In the March 2013 quarter Apple had a one-time warranty accrual charge of $414 million or 0.95% of revenue to adjust its warranty timeframes. This was between iPhone launches so it doesn't come into play in this analysis.
Apple also experienced a significant increase in warranty accruals when the iPhone 5c and 5s were introduced. In the June 2013 quarter accruals were 2.1% of revenue but increased to 3.7% in the September quarter (160 basis points) and only dropped to 3.6% in the December quarter (150 basis points).
What could happen with the iPhone 6
There are two major factors that will have a large impact on earnings when the iPhone 6 is launched, one that could increase accruals and another that would help offset the impact. The negative impact to Apple will be any new technology or larger screen size of the iPhone 6. If it does come out with a sapphire screen this will be the first time it has been used in a large size. It should be more reliable since it is a harder material but there are enough unknowns that until it is in the hands of consumers it would be prudent on Apple's part to increase accruals.
The offset to a margin hit would be a higher price for the iPhone 6. There is a lot of speculation that a 4.7" iPhone will have the same price as the current 5s but that a 5.5" iPhone will sell for $100 more than the 5s. A higher price could more than offset a 150 to 200 margin impact.
Except for the iPhone 4S the previous three iPhone launches have seen warranty accruals (and therefore its gross margin impact) increase between 120 to 160 basis points.

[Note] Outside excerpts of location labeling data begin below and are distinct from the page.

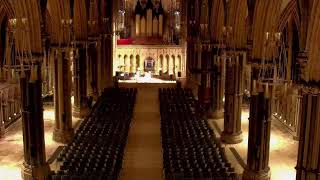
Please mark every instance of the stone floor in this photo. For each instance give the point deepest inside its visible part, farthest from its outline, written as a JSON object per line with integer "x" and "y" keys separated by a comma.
{"x": 11, "y": 146}
{"x": 283, "y": 149}
{"x": 143, "y": 158}
{"x": 143, "y": 154}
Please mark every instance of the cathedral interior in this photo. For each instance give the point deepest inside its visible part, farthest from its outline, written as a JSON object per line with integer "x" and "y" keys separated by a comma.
{"x": 159, "y": 89}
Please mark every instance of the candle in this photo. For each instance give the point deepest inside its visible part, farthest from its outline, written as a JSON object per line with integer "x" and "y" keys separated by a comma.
{"x": 254, "y": 86}
{"x": 267, "y": 35}
{"x": 267, "y": 90}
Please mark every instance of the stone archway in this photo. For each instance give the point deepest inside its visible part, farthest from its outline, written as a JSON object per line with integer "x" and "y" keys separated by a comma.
{"x": 149, "y": 64}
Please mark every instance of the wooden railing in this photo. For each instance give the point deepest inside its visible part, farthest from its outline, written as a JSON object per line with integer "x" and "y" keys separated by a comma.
{"x": 9, "y": 103}
{"x": 286, "y": 108}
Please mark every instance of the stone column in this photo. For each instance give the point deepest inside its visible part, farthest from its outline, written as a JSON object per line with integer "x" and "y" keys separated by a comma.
{"x": 309, "y": 141}
{"x": 232, "y": 133}
{"x": 76, "y": 85}
{"x": 218, "y": 88}
{"x": 100, "y": 69}
{"x": 109, "y": 61}
{"x": 83, "y": 82}
{"x": 204, "y": 90}
{"x": 63, "y": 131}
{"x": 2, "y": 127}
{"x": 259, "y": 134}
{"x": 34, "y": 165}
{"x": 5, "y": 107}
{"x": 89, "y": 70}
{"x": 171, "y": 66}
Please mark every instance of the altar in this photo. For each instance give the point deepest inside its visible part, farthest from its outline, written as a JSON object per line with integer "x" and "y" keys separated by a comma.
{"x": 160, "y": 60}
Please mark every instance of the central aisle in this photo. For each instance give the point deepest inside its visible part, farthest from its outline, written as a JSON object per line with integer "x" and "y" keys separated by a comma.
{"x": 143, "y": 153}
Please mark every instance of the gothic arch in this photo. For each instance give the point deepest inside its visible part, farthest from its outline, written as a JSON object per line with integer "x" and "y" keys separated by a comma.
{"x": 266, "y": 17}
{"x": 32, "y": 37}
{"x": 237, "y": 13}
{"x": 291, "y": 10}
{"x": 313, "y": 45}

I would expect the iPhone 6 to experience a similar increase in accruals and since the June 2014 quarter's accruals were 2.0% of revenue it would not surprise me to see it increase to between 3.5% to 3.8% of revenue.
Apple has guided gross margins for the September quarter to be between 37.0% and 38.0%, down from 39.4% in the June quarter (down between 140 and 240 basis points). Its guidance looks to fully account for the potential impact from higher warranty accruals.

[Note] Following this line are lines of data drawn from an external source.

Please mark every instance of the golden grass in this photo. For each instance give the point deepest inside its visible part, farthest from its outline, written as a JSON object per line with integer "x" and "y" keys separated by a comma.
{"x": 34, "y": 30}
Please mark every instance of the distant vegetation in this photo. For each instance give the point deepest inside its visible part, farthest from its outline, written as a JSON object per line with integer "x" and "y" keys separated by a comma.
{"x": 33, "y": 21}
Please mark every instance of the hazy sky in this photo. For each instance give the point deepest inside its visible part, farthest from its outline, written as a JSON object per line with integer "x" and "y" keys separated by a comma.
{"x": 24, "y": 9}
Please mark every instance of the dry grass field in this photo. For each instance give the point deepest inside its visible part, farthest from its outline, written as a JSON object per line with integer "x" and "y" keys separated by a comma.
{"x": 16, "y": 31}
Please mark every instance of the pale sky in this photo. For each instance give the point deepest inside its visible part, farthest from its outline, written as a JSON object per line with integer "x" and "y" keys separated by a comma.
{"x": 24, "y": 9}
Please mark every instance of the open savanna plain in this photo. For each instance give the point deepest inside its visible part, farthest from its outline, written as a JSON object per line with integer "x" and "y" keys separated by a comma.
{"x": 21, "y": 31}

Keep in mind that Apple has been meeting or beating the high-end of its gross margin guidance for the past four quarters and for the past two has beaten it by 130 and 140 basis points, respectively.
I'm currently projecting gross margin to come in at 38.3% or 30 basis points above its high-end of guidance. Once we get the sizes, specs and pricing for the iPhone 6 I'll revisit this estimate.